Tuesday, November 20, 2007

Subprime Meltdown - How widespread is it?

I've been having an ongoing discussion of the mortgage market with a client of mine (Bill) for some time now. I thought our latest series of e-mails were very interesting so I thought I would post them here for your comments.

Yesterday Bill wrote, "Don, It seems the big banks have pretty heavy exposure to the debt they enabled. Economic rule number one is when there's easy money to be made, pigs will wallow in mud and in this case their own excrement as Merrill has done. They say humans and pigs share 97% of the same genes. Too bad the 3% aren't all the undesirable ones. Human greed is reliable, and it is always the setup for the crisis. Let's see how bad this gets. I was relying on this aspect of human nature in my assessment of the crisis that is unfolding. It looks bad from everything I read."

I responded with, " There's no question that Merrill made some bad business decisions. I do find it interesting the brokerage houses such as Merrill are now regularly being identified as banks, but that's a different issue. As bad as Merrill played the market, Goldman represents the other end of the spectrum; look at today's Times. Every so often you read about some investor or hedge fund looking at buying heavily discounted securities and/or insolvent mortgage companies. The market is bad right now and it may get worse before it gets better but there is a lot of money sitting on the sidelines positioned to take advantage of buying opportunities. We can't lose sight of the fact that the high foreclosure rate in the subprime arena represents a small percentage of the mortgages in the MBS market. The entire world of MBS has suffered in price yet the majority of the mortgages in the pool are performing. It's only a matter of time before the investor community takes advantage of this."

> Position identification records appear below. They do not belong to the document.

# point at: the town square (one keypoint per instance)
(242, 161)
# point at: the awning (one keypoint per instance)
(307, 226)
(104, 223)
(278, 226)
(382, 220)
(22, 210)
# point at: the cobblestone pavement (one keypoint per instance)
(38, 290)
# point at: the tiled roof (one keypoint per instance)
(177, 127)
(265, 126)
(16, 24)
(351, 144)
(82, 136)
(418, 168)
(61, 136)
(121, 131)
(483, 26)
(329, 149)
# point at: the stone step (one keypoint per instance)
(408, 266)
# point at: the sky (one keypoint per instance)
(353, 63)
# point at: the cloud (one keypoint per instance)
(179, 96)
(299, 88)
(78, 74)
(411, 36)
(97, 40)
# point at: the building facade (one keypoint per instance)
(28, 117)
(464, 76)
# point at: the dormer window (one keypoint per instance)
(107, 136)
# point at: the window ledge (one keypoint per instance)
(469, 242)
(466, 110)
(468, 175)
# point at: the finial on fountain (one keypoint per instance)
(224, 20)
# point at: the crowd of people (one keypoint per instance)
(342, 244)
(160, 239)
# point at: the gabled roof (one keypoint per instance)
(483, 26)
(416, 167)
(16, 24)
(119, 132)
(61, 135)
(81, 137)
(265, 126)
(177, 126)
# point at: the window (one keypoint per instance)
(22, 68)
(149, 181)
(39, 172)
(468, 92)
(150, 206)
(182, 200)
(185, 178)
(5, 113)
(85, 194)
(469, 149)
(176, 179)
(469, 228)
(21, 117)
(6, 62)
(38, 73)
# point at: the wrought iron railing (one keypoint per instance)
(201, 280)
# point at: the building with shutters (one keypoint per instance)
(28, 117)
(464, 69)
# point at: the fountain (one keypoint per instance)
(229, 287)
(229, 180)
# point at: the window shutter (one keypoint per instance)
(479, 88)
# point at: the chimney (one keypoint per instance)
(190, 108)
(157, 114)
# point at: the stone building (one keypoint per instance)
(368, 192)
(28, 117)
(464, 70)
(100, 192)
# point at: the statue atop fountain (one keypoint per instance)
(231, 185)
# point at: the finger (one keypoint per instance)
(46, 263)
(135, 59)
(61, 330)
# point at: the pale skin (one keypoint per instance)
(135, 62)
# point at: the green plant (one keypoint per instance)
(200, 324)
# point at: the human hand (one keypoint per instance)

"I agree with what you say that it's probably a small percentage, but other stories also indicate that people overextending themselves straddled all income classes. Let's agree that the nonperforming percentage is small, the accelerant is the amount of leverage that was taken on by the holders of those assets. When the stock market crashed in 2000, the investors that used leverage to purchase securities exacerbated the natural downturn. That's why the hedge funds are blowing up over this. Then you have Merrill that did what Lucent did during the .com craze, they funded their own sales. Chaos theory says that small events when they weave themselves through a system, have profound effects on the overall system. I tend to believe in that science, and currently there's a lot of evidence supporting that position. I have been reading about Goldman Sachs, but think about if a second. If they only concluded the problem was small, they wouldn't have taken the contrarian position and they wouldn't be so exemplary. It's the fact that the problem is bigger than everyone thought makes them so uncommon because they had good acumen when others didn't." - Bill

I ended the day with, "Yes, people overextending themselves throughout all income classes. You need to look at 2 things. First, the number of people overextended is relatively small compared to the total population of homeowners. Then secondly, not everyone that is currently overextended is going to go into default. For example, someone who is temporarily unemployed is overextended but living off of saving or additional borrowing. He will work his way through this situation without going into default.
It's not a good comparison when you compare housing to the stock market. Stocks can be bought or sold on a phone call, there is mob psychology as well as panic thinking that influences the market moment to moment. The housing market operates on a much longer timeline and current market value is not something you can open to a newspaper section and get today's price on your home. This creates a buffering effect that forces people to cool down before reacting.
This is both a positive as well as a negative but in the end, you don't see the equity of your home moving up and down on a daily basis as you see your stock portfolio move. We're not even considering the fact that your home serves the duel purpose of a shelter as well as an investment, something that does play an important role.
I don't think Goldman realized the magnitude of the decision they made. The impression I got from the article was that they made a business decision that the risk outweighed the reward when looking at MBS and they invested accordingly. In hindsight the risk proved to be substantially larger that they anticipated. Instead of making a prudent business decision it turned out to be a brilliant business decision.
There is no question things are not good in this economy. The question is how bad is the economy and how large an influence has the housing market had. There is a layering of influences going on and housing is just one of them. It's a long list: oil prices, the Iraq war, the trade deficit, the ongoing cost of terrorism, etc. When you begin to identify all the ongoing issues you can't help coming to the conclusion that it's amazing the economy is as healthy as it is.
This housing problem is going to nowhere near the magnitude of the dot com collapse. It's just not that far reaching."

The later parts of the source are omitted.